PhD Thesis Defense for Tanzila Rahman
Name: Tanzila Rahman
Date: Monday, April 15, 2024
Time: 1 pm
Location: ICCS X836
Supervisor: Leonid Sigal
Title: On Effective Learning for Multimodal Data
Abstract:
Humans can perceive the world through multiple modalities. Strong behavioral scientific evidence suggests that such ability, which includes implicit information integration and cross-modal alignment inherent in it, is critical for human learning. Nevertheless, until relatively recently, most deep learning methods have primarily focused on addressing single-modality issues associated with learning from vision, sound, or text. Over the recent years, however, researchers started to focus on multi-modal learning, specifically emphasizing high-level visual comprehension challenges like image-text matching, video captioning, and generation of audio-visual content.

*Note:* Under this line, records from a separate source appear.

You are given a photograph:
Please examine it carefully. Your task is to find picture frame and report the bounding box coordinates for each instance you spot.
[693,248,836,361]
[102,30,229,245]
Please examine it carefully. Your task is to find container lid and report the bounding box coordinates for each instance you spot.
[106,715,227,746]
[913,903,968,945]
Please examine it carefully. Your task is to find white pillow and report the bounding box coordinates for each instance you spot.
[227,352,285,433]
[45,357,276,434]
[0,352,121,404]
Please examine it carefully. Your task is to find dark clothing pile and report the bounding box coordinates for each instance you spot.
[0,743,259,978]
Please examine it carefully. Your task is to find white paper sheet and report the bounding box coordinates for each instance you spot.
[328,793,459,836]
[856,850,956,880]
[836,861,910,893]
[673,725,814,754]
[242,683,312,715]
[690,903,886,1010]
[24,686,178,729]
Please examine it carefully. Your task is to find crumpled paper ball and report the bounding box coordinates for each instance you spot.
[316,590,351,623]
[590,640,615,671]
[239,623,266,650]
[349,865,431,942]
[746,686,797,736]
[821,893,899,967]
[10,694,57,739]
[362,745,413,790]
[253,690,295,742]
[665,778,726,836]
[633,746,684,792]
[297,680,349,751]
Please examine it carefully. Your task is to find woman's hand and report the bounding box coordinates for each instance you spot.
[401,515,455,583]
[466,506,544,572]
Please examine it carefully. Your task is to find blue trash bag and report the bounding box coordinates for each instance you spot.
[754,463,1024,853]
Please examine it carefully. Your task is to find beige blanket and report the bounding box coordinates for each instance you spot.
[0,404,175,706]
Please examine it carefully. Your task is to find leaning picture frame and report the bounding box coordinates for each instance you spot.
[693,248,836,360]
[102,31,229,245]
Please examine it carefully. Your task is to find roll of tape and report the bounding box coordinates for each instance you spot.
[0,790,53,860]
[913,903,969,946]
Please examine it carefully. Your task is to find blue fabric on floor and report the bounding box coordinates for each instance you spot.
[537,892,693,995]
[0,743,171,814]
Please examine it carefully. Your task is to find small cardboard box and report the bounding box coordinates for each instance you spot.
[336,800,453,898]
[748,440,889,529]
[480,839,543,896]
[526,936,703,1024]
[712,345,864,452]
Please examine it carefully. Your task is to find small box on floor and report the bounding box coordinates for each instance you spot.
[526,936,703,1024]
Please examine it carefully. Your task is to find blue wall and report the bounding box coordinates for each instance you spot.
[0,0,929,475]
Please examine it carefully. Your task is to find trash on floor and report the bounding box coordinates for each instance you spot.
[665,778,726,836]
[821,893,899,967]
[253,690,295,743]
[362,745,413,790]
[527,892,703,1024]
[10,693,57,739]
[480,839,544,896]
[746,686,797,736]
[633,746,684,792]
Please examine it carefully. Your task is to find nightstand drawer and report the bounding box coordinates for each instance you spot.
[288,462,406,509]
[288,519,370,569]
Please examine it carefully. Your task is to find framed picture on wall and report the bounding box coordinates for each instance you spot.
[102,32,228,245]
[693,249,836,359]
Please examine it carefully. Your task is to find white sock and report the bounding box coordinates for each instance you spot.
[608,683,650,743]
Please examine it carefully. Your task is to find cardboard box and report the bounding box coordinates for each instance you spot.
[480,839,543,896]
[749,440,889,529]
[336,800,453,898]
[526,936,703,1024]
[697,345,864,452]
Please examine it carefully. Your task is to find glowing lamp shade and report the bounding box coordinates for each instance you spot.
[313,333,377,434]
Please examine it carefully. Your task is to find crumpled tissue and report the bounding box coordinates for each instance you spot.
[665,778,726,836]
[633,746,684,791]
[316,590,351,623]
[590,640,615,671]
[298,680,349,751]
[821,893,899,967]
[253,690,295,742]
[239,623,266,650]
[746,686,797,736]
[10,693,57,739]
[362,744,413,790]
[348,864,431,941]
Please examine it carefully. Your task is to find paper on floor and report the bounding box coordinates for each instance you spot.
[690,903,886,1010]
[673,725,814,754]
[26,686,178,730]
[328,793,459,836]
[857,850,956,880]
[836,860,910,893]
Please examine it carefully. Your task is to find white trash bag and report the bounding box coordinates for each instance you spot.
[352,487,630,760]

In this thesis, we aim to broaden the scope of learning from multi-modal information, enhance its integration, and solve problems related to human-centric spatio-temporal perception in a manner that does not necessarily require complete supervision ({\em e.g.}, granular spatio-temporal multi-modal alignment).

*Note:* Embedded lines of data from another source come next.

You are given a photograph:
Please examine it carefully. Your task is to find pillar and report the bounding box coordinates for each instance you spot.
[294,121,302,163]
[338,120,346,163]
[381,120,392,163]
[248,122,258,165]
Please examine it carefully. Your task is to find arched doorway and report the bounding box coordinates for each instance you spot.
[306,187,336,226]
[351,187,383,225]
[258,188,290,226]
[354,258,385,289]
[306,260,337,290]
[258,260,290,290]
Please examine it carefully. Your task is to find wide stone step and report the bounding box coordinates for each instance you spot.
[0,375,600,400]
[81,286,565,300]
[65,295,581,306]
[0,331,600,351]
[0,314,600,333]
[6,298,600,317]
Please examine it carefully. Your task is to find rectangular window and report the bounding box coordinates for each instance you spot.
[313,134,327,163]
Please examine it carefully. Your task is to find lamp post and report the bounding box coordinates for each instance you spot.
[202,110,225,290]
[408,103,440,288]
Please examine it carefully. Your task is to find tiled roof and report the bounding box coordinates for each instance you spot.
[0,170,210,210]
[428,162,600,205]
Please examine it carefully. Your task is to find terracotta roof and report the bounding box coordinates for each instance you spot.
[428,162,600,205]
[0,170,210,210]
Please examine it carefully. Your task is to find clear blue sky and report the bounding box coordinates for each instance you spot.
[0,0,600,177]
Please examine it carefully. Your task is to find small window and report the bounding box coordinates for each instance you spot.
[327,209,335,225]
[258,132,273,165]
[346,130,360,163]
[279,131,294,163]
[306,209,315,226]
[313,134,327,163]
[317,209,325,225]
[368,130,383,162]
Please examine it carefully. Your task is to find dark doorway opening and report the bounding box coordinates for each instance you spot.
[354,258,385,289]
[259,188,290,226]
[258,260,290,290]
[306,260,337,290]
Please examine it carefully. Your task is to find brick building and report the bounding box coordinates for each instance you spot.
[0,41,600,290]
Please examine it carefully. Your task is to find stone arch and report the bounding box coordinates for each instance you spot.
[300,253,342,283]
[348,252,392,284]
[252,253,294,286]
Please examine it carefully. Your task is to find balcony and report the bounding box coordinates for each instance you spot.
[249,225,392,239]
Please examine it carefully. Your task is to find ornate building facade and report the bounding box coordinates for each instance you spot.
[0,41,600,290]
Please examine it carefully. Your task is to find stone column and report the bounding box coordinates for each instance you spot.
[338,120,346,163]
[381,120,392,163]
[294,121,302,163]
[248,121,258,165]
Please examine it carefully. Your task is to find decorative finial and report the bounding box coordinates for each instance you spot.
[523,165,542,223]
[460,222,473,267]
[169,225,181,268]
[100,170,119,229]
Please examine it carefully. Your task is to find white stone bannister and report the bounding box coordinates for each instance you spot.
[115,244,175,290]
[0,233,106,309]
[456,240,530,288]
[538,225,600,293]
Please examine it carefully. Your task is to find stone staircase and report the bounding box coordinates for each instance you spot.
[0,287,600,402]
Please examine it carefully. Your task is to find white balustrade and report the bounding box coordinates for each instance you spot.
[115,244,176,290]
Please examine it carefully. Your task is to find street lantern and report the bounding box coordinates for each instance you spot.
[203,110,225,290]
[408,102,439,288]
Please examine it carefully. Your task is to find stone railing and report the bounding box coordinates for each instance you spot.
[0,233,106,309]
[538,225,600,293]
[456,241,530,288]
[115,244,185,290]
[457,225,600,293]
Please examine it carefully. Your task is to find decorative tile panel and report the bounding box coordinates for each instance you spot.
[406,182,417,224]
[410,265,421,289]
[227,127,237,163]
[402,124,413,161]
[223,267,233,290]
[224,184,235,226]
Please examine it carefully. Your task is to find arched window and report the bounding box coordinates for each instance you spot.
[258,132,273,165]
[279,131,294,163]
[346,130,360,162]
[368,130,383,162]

Specifically, in this thesis, we focus on addressing two fundamental challenges: (1) Multi-modal learning; and (2) Weak-supervision. We address these challenges across a range of diverse tasks. First, we focus on weakly-supervised dense video captioning, where we combine audio with visual features to improve state-of-the-art performance. We also show that audio itself can carry a surprising amount of information, compared to existing visual-only models. Second, we introduce an end-to-end audio-visual co-segmentation network to recognize individual objects and corresponding sounds using only object labels. Importantly, compared to prior work, our approach does not require any additional supervision and/or bounding box proposals. Third, we propose TriBERT, a transformer-based architecture with co-attention, that learns contextual features across three modalities: vision, pose, and audio. We show that these features are general and improve performance on a variety of tasks spanning audio-visual sound source separation and cross-modal retrieval. Fourth, we delve into generative text-to-image (TTI) models, specifically to address consistency when generating complex story visualizations. We do so by augmenting diffusion models with memory that can be leveraged for reference resolution and to, implicitly, maintain consistency between referred visual elements. Finally, we look at aspects of penalization within TTI. This allows us to generate diverse visuals for custom, user-specified concepts ({\em e.g.}, a specific person, dog, etc. Throughout our comprehensive analysis of these tasks within this thesis, we present significant algorithmic, theoretical, and empirical contributions to the field of multimodal machine learning and computer vision.